Matthew Chapman wants to build computers that talk to the human brain.
“As humans we have weaknesses, but with innovation, some of those weaknesses can be overcome,” Chapman said.
He would know, he is attending college with a brain tumor.
“I started having seizures the summer before my junior year of high school,” Chapman said. “After seeing a doctor, they determined I had an infection in my brain and referred me to a specialist.”
Over the next few months, Chapman learned he had a diffusely infiltrating glioma tumor – stage 2 cancer.
“It's still in there,” he said. “But for now, it's benign which means it's not growing or shrinking, it's just stagnant.”
And while that's good news for the time being, the tumor caused Chapman to reassess his career path. Never one for school, he wasn't interested in going the college route. Chapman planned to take after his grandfather and enlist in the U.S. Army after high school. However, his diagnosis made that difficult.
“Strenuous activity can bring on more seizures, so putting myself through basic training wasn't an option,” Chapman said.
Not only would the activity harm Chapman, the Army would likely not have enlisted him due to the risk.
Realizing his former dream was no longer a reality, Chapman fell into a slump.
“I didn't see the point in investing in the future, so I stopped trying at school and was kind of throwing my life away.”
After some time feeling this way, Chapman had a wake-up call.
“One day it really hit me that I have no idea how long I'd be on this planet,” Chapman said. “When that sunk in, I recalibrated. I knew I wanted to help people and leave a legacy.”
So that's what he set out to do.
“I started reexamining other options,” Chapman said. “I have always enjoyed computers and coding and thrived in my information technology (IT) courses in high school.”

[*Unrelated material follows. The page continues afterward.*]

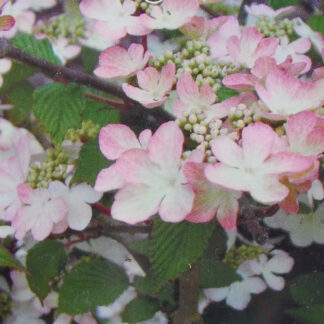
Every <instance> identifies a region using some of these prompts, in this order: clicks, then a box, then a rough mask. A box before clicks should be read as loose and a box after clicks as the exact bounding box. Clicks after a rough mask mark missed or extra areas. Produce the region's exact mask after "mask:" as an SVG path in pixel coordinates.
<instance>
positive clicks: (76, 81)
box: [0, 39, 174, 121]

Chapman began to wonder if he could take his skills with computers and use them to help solve the problems he was surrounded by. Not just in the hospitals he has visited fighting cancer, but at home, too. Chapman's brother also suffers from seizures.
“I've seen a lot of suffering for someone my age, and many of the problems I've seen, I believe, can be solved. I've seen studies where a computer was used on someone who was completely blind, and it allowed them to see in black and white. Those ideas excite me so much!”
While computer-based machines are already providing prosthetics and vision, Chapman has a bigger dream. He'd like to see if he can build a computer-based solution for paralysis and seizures.
“If we can give people sight, what else can we do?” he asked.
Deciding to study computer engineering, Chapman applied to the Make-A-Wish Foundation and asked to have his first year of college paid for.
“A lot of kids ask to go to Disney World or meet a celebrity. But for me, especially due to my age, I thought it wise to invest in my future.”
Not long before he started his first year at Texas Tech University, Chapman found out his wish had been granted.
“It came as a huge surprise,” Chapman said. “From the time I actually submitted my wish to hearing the news was about a year-and-a-half, so it came as a shock.”
Not only that, but the Edward E. Whitacre Jr. College of Engineering added another scholarship to the funds Chapman was receiving from Make-A-Wish North Texas. The total was $12,000, allowing Chapman to enjoy his first year of college without worrying about student debt.
While Chapman has been physically limited by circumstance, he has not let anything define him mentally.
“You have to adopt a certain mental toughness to push through the hard times in life,” Chapman said. “Sometimes if not for yourself, then for the people around you. Life isn't just about us. It's about leaving something for those we love.”
A few weeks into his first year as a Red Raider, Chapman shared that being on campus has renewed his love for learning.
“Being able to study the things I love has really rekindled that spark for me,” Chapman said. “I like going to class and actually enjoy my homework.”
It's a great sign that he's where he needs to be.
And to others facing obstacles to a collegiate experience, Chapman shared some wisdom he's gleaned from his challenges.
“It's easy to waste time in high school,” Chapman said. “And to waste it on a lot of stuff that honestly doesn't matter in the long run. Focus on yourself and invest in the things you love. Especially when the hard times come, you'll be glad you invested your energy into things that really matter.”